Out-Law News | 31 Jul 2017 | 11:22 am | 2 min. read
Speaking in London, Financial Conduct Authority (FCA) chief executive Andrew Bailey said that the panel banks whose submissions currently inform the LIBOR rate had voluntarily agreed to continue to support it until the end of 2021. This would "enable a transition that can be planned and can be executed smoothly", he said.
"This date is far enough away significantly to reduce the risks and costs of a more sudden change," he said. "By having a date by which transition will need to be complete, however, we give market participants a schedule to plan to, and make it easier for them to engage as many counterparties and LIBOR users as is practically possible in that planning."
"Our intention is that, at the end of this period, it would no longer be necessary for the FCA to persuade, or compel, banks to submit to LIBOR. It would therefore no longer be necessary for us to sustain the benchmark through our influence or legal powers," he said.

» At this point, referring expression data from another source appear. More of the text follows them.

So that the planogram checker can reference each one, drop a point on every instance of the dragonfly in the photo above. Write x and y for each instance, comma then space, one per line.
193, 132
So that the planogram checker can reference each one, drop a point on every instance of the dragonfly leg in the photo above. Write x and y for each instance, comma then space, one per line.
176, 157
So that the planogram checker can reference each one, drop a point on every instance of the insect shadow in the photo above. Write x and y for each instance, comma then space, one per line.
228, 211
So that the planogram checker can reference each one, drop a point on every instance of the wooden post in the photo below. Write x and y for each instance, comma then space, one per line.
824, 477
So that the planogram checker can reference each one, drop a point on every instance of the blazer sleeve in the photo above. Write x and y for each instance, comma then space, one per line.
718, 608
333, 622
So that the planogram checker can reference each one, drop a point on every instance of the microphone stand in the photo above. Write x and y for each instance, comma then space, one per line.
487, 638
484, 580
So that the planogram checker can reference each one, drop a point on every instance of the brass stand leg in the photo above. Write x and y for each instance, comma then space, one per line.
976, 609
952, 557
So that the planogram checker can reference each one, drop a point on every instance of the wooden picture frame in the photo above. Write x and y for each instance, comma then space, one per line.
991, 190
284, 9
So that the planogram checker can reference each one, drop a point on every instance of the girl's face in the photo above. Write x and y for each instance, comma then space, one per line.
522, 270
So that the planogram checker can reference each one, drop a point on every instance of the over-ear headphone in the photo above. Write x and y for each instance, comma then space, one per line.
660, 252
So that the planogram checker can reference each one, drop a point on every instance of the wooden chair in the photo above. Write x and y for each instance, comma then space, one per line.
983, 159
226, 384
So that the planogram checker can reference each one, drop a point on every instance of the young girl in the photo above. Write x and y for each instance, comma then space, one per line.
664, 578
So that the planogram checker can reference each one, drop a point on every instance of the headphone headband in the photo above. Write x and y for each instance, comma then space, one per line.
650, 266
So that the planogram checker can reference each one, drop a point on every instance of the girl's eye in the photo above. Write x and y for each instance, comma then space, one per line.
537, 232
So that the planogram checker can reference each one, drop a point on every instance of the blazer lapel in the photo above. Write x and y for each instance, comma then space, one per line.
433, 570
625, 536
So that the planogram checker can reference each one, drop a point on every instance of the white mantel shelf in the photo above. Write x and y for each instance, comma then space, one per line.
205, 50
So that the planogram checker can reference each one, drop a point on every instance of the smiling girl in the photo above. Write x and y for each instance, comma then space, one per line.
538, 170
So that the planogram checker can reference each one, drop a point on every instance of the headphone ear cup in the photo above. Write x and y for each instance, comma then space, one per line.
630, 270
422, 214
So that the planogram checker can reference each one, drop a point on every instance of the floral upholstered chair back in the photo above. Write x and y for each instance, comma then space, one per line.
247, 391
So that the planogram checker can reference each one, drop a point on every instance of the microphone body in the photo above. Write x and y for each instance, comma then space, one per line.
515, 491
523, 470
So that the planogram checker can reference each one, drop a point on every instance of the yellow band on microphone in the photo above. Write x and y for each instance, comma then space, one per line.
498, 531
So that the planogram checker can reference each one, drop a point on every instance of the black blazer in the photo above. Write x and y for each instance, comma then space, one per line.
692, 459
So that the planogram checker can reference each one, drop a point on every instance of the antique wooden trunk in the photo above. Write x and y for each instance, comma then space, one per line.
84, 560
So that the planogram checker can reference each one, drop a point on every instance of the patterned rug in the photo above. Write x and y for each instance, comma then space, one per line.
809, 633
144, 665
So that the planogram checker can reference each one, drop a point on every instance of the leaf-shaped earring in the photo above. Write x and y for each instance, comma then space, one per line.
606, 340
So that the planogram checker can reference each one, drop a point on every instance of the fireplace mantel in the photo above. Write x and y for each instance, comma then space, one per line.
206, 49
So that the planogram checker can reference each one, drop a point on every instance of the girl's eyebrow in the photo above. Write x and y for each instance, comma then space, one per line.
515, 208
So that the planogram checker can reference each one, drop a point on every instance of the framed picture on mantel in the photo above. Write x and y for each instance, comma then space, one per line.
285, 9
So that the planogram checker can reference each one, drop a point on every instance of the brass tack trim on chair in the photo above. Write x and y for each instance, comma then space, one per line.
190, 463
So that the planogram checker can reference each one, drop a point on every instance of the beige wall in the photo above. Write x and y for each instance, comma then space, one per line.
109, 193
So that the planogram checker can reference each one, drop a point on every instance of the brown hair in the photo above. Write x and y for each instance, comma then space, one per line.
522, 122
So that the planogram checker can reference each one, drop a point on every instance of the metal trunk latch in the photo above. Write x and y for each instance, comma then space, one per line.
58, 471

LIBOR is a daily reference rate based on the interest rates at which banks can borrow unsecured funds from other banks, and is used to underpin the pricing of more than $350 trillion worth of financial instruments around the world. It is one of eight benchmark rates regulated by the FCA. LIBOR has been administered by ICE Benchmark Administration (IBA) since February 2014, when it took over the role from the British Banking Association.
In his speech, Bailey stressed that "significant improvements" had been made to the rate since it became regulated in April 2013, and that the regulator had no suspicion of "further wrongdoing" in relation to the rate. Rather, the market for unsecured interbank lending, on which LIBOR is based, is "no longer sufficiently active" for the rate to be based on actual transaction data, raising "a serious question" about the sustainability of the rate.
"In our view it is not only potentially unsustainable, but also undesirable, for market participants to rely indefinitely on reference rates that do not have active underlying markets to support them," Bailey said in his speech. "As well as an inherently greater vulnerability to manipulation when rates are based on judgements rather than the real price of term funding, there are a host of questions about whether and how such reference rates can respond to stressed market conditions."
A shift away from reliance on LIBOR would require amendments to legacy contractual terms making reference to the rate, something which panel banks have told the FCA would take a minimum of between four and five years, Bailey said. The FCA would therefore continue to support the rate, including through its power to compel banks to submit to LIBOR if necessary, for this length of time, he said.
After this point, it would be up to the IBA and the panel banks to decide whether they wished to continue to produce LIBOR on the same basis as at present "if they wanted to, and were able to do so". However, publication could not and would not be guaranteed by the regulator, Bailey said.
The FCA intends to work with the industry to promote the use of alternative benchmarks based on actual transaction data, such as the Sterling Overnight Index Average (SONIA), which is now administered by the Bank of England, Bailey said.